Sob o impacto de inúmeras crises políticas, econômicas e regionais, o bonaparte Erdoğan há muito perdeu sua popularidade e credibilidade entre o povo. Como resultado dessa perda de poder, ele perdeu as eleições municipais de 2024 contra o principal partido da oposição, o Partido Republicano do Povo (CHP). Os municípios de Istambul, Ancara, Izmir, Adana, Antália, Bursa e outras cidades onde se concentram o dinheiro e os serviços sociais passaram para a oposição.
Enfurecido pela chocante derrota eleitoral, o regime palaciano de Erdogan começou a desenvolver táticas para retomar à força os municípios conquistados pela oposição e criar umas urnas que não pudesse perder. A primeira dessas táticas foi intimidar à força a oposição e os municípios que ela governa com o bastão do judiciário leal ao palácio e torná-los inoperantes. A segunda foi dividir o terceiro maior partido do país, o Partido da Igualdade e Democracia dos Povos (DEM), e os curdos que votaram nele, afastando-os do bloco da oposição. O regime há muito tempo usa o bastão contra os curdos e agora continua o processo chamando-o de paz. Em terceiro lugar, o regime começou a atacar os grupos de capital e as seitas religiosas que se distanciaram de Erdogan.
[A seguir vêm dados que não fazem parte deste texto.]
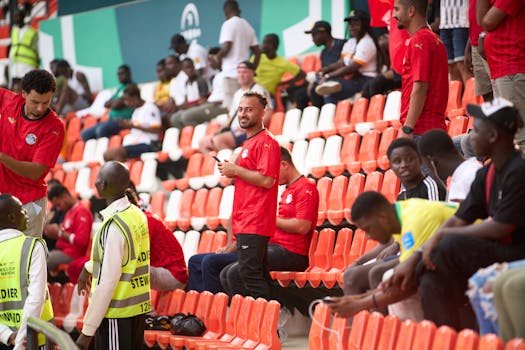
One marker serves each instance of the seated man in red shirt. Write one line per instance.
(73, 234)
(296, 220)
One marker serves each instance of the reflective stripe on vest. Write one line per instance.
(15, 282)
(131, 296)
(23, 49)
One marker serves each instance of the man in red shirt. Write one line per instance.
(73, 234)
(424, 74)
(296, 220)
(504, 45)
(31, 138)
(256, 175)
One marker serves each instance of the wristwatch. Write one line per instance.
(407, 129)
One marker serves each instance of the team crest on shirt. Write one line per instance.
(31, 139)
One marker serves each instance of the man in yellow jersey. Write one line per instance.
(119, 263)
(23, 275)
(410, 223)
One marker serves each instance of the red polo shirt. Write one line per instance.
(300, 200)
(505, 45)
(38, 141)
(78, 221)
(426, 61)
(254, 207)
(165, 250)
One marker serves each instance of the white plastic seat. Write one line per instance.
(191, 244)
(392, 109)
(308, 123)
(314, 154)
(299, 155)
(170, 145)
(82, 184)
(173, 208)
(148, 178)
(290, 125)
(326, 117)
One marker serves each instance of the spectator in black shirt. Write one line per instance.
(459, 248)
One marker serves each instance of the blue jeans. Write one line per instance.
(104, 129)
(350, 88)
(204, 271)
(482, 299)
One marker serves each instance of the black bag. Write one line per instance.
(190, 325)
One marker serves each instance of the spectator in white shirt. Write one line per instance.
(237, 38)
(145, 127)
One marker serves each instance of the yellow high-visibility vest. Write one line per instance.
(131, 296)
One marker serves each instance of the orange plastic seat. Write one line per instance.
(336, 200)
(391, 185)
(318, 337)
(324, 186)
(490, 342)
(389, 333)
(444, 339)
(357, 334)
(322, 260)
(184, 220)
(356, 184)
(157, 201)
(285, 277)
(367, 152)
(407, 332)
(342, 247)
(376, 108)
(349, 153)
(467, 339)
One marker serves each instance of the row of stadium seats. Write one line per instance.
(373, 331)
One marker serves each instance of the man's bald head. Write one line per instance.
(13, 215)
(113, 180)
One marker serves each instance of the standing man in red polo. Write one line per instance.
(31, 136)
(424, 74)
(256, 175)
(504, 44)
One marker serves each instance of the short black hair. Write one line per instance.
(214, 50)
(57, 191)
(402, 142)
(262, 99)
(369, 202)
(419, 5)
(39, 80)
(436, 142)
(286, 156)
(274, 39)
(132, 90)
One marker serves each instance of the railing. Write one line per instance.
(53, 335)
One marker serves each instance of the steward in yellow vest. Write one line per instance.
(23, 275)
(119, 263)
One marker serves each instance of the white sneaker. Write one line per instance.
(328, 88)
O Palácio ataca a oposição com o Judiciário e a burocracia de segurança
O palácio vem nomeando administradores para os municípios governados pelo Partido DEM há muitos anos e mantém o proeminente líder curdo Selahattin Demirtaş preso há 9 anos como refém político, sem qualquer motivo legal. Ele também prendeu ilegalmente figuras proeminentes da revolta de Gezi (2014). O advogado Can Atalay, deputado do Partido dos Trabalhadores da Turquia (TİP), o empresário Osman Kavala, o produtor de cinema Cigdem Mater, o arquiteto Tayfun Kahraman e outros estão presos injustamente há anos sem qualquer base legal. Ümit Ozdag, líder do Partido da Vitória, de direita, que tem um discurso anti-Erdoğan, também é prisioneiro do regime. Ozdag foi declarado inimigo pelo regime, especialmente devido à possibilidade de reunir votos nacionalistas. Deve-se acrescentar que os dirigentes da TUSIAD, a maior organização empresarial da Turquia, também foram duramente detidos por suas críticas ao curso dos acontecimentos no país.
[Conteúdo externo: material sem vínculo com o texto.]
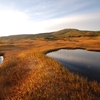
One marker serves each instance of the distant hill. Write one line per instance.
(65, 33)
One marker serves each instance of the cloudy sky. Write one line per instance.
(36, 16)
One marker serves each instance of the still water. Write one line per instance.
(1, 59)
(85, 63)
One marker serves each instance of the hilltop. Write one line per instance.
(65, 33)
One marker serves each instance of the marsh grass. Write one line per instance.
(28, 74)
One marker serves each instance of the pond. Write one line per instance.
(85, 63)
(1, 59)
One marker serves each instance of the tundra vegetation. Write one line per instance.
(28, 74)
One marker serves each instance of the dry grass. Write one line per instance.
(27, 74)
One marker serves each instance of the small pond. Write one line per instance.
(85, 63)
(1, 59)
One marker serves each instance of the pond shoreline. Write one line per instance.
(70, 64)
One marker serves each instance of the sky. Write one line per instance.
(40, 16)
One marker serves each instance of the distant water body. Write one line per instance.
(1, 59)
(85, 63)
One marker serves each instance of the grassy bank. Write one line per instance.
(28, 74)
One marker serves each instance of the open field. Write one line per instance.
(28, 74)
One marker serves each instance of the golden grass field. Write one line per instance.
(28, 74)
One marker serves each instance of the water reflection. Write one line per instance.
(84, 62)
(1, 59)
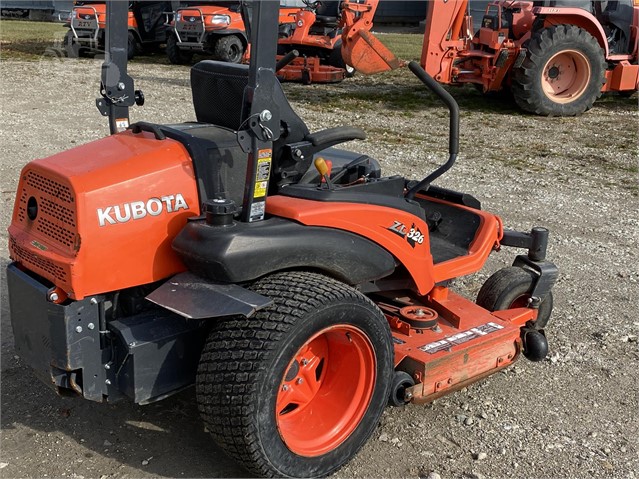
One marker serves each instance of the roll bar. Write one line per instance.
(453, 132)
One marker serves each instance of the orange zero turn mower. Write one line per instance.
(294, 284)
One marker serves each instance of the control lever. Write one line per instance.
(323, 170)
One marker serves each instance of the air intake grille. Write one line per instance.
(32, 259)
(55, 218)
(50, 187)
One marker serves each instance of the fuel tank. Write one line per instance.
(101, 217)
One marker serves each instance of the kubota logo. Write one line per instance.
(137, 210)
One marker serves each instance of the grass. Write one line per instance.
(25, 40)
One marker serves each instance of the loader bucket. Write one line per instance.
(364, 52)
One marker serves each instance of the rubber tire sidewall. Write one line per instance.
(71, 48)
(527, 79)
(507, 285)
(175, 55)
(280, 457)
(222, 45)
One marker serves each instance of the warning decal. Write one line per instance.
(460, 338)
(263, 173)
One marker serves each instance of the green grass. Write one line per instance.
(404, 46)
(25, 40)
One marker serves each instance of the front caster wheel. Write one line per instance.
(296, 390)
(401, 382)
(535, 344)
(510, 288)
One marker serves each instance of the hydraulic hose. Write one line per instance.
(453, 133)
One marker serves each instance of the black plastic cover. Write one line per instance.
(246, 251)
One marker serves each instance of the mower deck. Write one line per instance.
(450, 343)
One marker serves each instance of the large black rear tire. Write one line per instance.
(562, 74)
(228, 48)
(176, 55)
(71, 47)
(267, 387)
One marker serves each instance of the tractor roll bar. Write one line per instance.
(453, 138)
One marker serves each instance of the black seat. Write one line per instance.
(218, 98)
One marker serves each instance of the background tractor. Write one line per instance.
(556, 57)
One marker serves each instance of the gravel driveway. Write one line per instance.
(572, 415)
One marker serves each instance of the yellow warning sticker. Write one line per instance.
(263, 173)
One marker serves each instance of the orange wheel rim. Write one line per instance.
(566, 76)
(326, 390)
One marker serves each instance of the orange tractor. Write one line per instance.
(315, 36)
(556, 57)
(146, 25)
(294, 284)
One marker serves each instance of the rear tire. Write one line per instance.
(71, 48)
(562, 74)
(176, 55)
(267, 386)
(228, 48)
(510, 288)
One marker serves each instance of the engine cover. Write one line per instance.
(101, 217)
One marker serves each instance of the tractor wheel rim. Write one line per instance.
(326, 390)
(235, 53)
(566, 76)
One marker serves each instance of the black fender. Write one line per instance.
(242, 252)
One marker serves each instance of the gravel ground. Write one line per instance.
(572, 415)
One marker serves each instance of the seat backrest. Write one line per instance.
(218, 98)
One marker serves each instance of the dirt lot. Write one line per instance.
(573, 415)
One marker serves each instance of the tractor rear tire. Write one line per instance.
(71, 47)
(296, 390)
(510, 288)
(562, 74)
(228, 48)
(176, 55)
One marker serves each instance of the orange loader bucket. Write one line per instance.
(364, 52)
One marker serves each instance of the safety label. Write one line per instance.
(257, 211)
(122, 123)
(263, 173)
(460, 338)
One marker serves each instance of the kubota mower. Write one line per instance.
(297, 287)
Esta onda de detenções, nomeações de administradores e operações de surpresa atingiu uma nova fase com a detenção dos prefeitos de grandes municípios governados pelo CHP e a nomeação de administradores para os seus municípios. Os motivos para a detenção foram, por vezes, alianças com o partido curdo legal e, outras vezes, corrupção. Os processos eram fracos, os documentos insuficientes, mas as detenções continuaram. Pouco depois, o Palácio negociou uma “paz” com os curdos da Turquia e o desarmamento do PKK.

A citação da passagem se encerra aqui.